Lala lifted up the yellow tablecloth. “Can’t find her shoes.”
“I know where they are,” London said.
“Can you go get them for her?”
“Not really.” He scrunched his nose. “Sylvie’s wearing them.”
“It’s true,” the birthday girl said, handing out hand-printed T-shirts as party favors. “She is. But she left.”
After some impish investigation, it seemed that this Sylvie had wanted to romp outside with London and his pal Joe and couldn’t find her boots so she just slipped on the sneakers of the now-hysterical girl. And then Sylvie skidaddled. Lala mumbled something about a Sex and the City episode, but I wanted to go before the blond became the next irate shoe thrower on YouTube.
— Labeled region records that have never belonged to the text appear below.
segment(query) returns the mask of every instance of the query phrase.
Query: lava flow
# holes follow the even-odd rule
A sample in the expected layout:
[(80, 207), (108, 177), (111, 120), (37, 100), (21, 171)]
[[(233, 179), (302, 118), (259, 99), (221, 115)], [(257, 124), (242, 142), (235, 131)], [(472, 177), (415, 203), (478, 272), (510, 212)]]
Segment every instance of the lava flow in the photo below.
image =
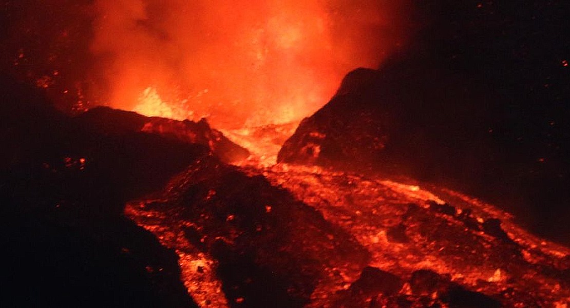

In the parking lot, we saw the loafer lifter leaving with her dad. “Hey!” Lala yelled, flagging them down like they had run over a dachshund. “Sylvie, you have someone else’s sneakers on.”
“Couldn’t find mine,” she said quite matter-of-factly about her footwear thieving. I next expected her to spit: “Ain’t no thang.”
After Lala finished her new job as the shoe fairy, swapping boots for trainers, we walked to our cars.
“That was weird,” Poppy said, holding a piece of cake wrapped in cellophane.
“Yeah,” I agreed, eyeing the cake. “It was, but they sure do know how to put on the feedbag.”